Soluling home   Document home

Language Id

Language Id

Soluling deals with languages, and this is why it has to be able to identify languages. To do that, it uses a language id that is a combination of language, script, country, and variant. The format is:

ll[-Ssss][-CC[-variant]]
Part Description Required
ll ISO-639 (Wikipedia) language code. Two or three lower case characters. Most languages use two characters code (ISO-639-1). Yes
Ssss ISO 15924 (Wikipedia) script code. Four characters starting with upper case characters. This is only included if the script is different than the default script of the language. Yes when not using the primary script
CC ISO-3166 (Wikipedia) country code. Two upper case characters. No
variant Variant code. If a variant is given but no country, then two hyphens must be used between language and variant. For example, de--phoneb No

The format uses the IETF language tag specification (Wikipedia).

Examples

Some language id examples:

Value Description Notes
de German  
de-DE German (Germany)  
de-CH German (Switzerland)  
de--phoneb German with phonebook sort order Special German used in phonebooks.
de-DE-phoneb German (Germany) with phonebook sort order Special German (Germany) used in phonebooks.
zh-Hans Simplified Chinese  
zh Simplified Chinese Script part (Hans) is not necessarily needed because the default Chinese is Simplified Chinese.
zh-CN Simplified Chinese (PRC) Script part (Hans) is not needed because in PRC only Simplified Chinese is used.
zh-Hant Traditional Chinese Script part (Hant) is added to zh because the default Chinese is Simplified Chinese.
zh-TW Traditional Chinese (Taiwan) Script part (Hant) is not needed because in Taiwan only Traditional Chinese is used.

Learn more about languages that need special care.

Soluling uses the above language id internally. However, when reading and writing localized files or exporting files that contain language ids, Soluling can use different language ids. The separator can be "_" instead of "-". The id might be without the script part. The case of the id can be different such as all lower case or all upper case. XML, TMX, XLIFF, and TBX file formats use language ids. Use Write options sheets (TMX, XLIFF, XML) of a source dialog or properties sheets (TMX, XLIFF, TBX) of the export, create translation package and translate wizards to configure the language id format.

Language id format

Specifies how to format language ids used in xml:lang attributes. Possible values are:

Value Description
Standard: la[-Ssss][-CC] Standard language id that contains an ISO 639-1 language id (la) and optional script id (Ssss) and/or ISO-3166 country id (CC).
Legacy: la[-CC] Legacy language id that contains an ISO 639-1 language id (la) and an optional ISO-3166 country id (CC). If the id uses the secondary script of the language (e.g., Traditional Chinese), then the country id is required.
Underline: ll[_CC] As above, but separator character is underline, "_", instead of the hyphen, "-".

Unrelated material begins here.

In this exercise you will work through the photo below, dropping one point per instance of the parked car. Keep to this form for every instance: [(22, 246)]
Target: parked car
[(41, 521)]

It is recommended to use the default language ids (either Use the same format as in the original file or Standard). Use other formats only if your files are consumed by a system that requires legacy ids.

Language id case

Specifies the case of the language attributes that are used in the file. Possible values are:

Value Description
Standard (la-CC) The language part is written in lower case. The optional country part is written in the upper case. For example, en-US is for English in the United States. This is the default value.
Lower (la-cc) Both language and country parts are written in lower case. For example en-us
Upper (LL-CC) Both language and country parts are written in upper case. For example EN-US

Include script into ids

Specifies when the script part is included in the language id. This is visible when language id format is set to Standard. Possible values are:

Value Description
Standard Script id is included if it is absolutely needed to make id unambiguous. For example, English is en, Simplified Chinese is zh, and Traditional Chinese is zh-Hant.
On multiple scripts Script id is included if the language can use more than one script. For example, English is en, Simplified Chinese is zh-Hans, and Traditional Chinese is zh-Hant.
Always Script id is always included. For example, English is en-Latn, Simplified Chinese is zh-Hans, and Traditional Chinese is zh-Hant.

Include country into multi-script ids

Specifies when the script part is included in the language id. This is visible when language id format is set to Legacy or Underline. Possible values are:

Value Description
No A country id is not added if not implicational given. For example, English is en, Simplified Chinese is zh, and Traditional Chinese is zh-TW.
Yes A country id is included if the language has more than one possible script. For example, English is en, Simplified Chinese is zh-CN, and Traditional Chinese is zh-TW.